Several patients utilize other treatment options, such as IVIG (intravenous immunoglobulin) therapy, but there are not studies that examine the effectiveness of this treatment option.
Treating Seizure Emergencies
Many patients with Dravet syndrome experience prolonged seizures (status epilepticus) that require emergency intervention. Patients with Dravet syndrome should have an at-home rescue medication, typically a benzodiazepine, that is given during the seizure to stop it. Rescue medications can be administered in a variety of ways depending on the medication, including rectal, nasal, and buccal routes. Discuss options with your neurologist to find the medication and administration route that best meets the needs of the patient.
Common rescue medications include:
- clonazepam (Klonopin)
- diazepam (Diastat, Valtoco)
- lorazepam (Ativan)
- midazolam (Versed, Nayzilam)
Learn and avoid seizure triggers whenever possible. Common triggers for patients with Dravet syndrome include rapid changes in environmental and/or body temperature, illness, stress, over-excitement, patterns, and flickering lights. Fevers should always be treated aggressively with a plan established with the pediatrician and/or neurologist.
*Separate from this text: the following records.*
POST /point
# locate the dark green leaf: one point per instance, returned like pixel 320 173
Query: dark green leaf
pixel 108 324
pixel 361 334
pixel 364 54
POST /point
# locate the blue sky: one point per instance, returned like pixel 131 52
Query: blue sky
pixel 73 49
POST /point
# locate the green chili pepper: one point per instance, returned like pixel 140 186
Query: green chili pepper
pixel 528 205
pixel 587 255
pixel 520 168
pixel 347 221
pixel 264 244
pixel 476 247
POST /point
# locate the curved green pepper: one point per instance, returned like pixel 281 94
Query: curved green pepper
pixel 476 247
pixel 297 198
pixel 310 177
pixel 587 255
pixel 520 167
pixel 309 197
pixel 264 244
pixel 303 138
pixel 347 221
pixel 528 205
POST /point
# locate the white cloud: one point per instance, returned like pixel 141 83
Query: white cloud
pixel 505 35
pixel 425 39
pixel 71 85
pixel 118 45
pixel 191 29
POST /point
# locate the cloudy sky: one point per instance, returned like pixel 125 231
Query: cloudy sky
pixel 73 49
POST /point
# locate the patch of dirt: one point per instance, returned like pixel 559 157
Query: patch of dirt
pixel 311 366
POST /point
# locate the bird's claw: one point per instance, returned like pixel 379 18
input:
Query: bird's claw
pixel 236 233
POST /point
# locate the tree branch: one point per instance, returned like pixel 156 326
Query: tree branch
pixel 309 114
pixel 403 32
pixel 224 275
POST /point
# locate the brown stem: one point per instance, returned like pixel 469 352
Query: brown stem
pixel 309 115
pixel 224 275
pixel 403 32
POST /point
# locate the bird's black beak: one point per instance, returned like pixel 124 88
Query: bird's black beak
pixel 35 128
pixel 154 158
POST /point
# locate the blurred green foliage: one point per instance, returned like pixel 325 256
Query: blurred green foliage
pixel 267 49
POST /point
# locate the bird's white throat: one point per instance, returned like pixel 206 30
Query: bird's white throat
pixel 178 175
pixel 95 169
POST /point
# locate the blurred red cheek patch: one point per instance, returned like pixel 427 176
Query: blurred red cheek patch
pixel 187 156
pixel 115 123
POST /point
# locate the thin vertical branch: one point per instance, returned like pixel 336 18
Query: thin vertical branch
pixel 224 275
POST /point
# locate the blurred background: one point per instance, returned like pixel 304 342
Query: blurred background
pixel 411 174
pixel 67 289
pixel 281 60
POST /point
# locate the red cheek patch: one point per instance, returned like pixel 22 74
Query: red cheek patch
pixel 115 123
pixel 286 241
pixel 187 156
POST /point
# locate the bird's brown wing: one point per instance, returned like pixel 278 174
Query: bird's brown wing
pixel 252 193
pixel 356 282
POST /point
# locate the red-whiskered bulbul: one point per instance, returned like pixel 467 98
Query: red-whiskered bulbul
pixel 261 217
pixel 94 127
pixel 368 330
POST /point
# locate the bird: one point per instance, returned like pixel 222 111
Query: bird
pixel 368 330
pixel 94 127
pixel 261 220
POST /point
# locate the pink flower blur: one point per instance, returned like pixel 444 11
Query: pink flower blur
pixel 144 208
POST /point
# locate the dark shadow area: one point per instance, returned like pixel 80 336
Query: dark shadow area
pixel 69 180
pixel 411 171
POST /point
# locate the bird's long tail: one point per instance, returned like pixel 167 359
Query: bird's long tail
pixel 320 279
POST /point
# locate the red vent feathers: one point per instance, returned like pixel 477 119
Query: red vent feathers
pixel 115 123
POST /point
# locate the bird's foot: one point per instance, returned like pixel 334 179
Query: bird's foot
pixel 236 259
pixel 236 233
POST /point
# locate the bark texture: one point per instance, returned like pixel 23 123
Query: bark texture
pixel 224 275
Children with Dravet syndrome typically need constant care and supervision, as well as help in avoiding seizure triggers. Equipment that has been found by families to be useful in the day-to-day management of Dravet syndrome includes video monitoring, protective helmets, cooling vests, pulse oximeters, seizure alarms, and glasses with colored lenses (for photosensitivity).
- DSF offers Patient Assistance Grants that can help with costs for equipment not covered by insurance.
- The DannyDid Foundation offers grants to assist with the cost of seizure-safety devices.
Coping as a Family
A child’s chronic illness will have both direct and indirect effects on family members and their relationships. It is not uncommon for family members to feel denial, anger, fear, shock, confusion, self-blame, and helplessness. Family and grief counseling can help families deal with the complexities of chronic illness.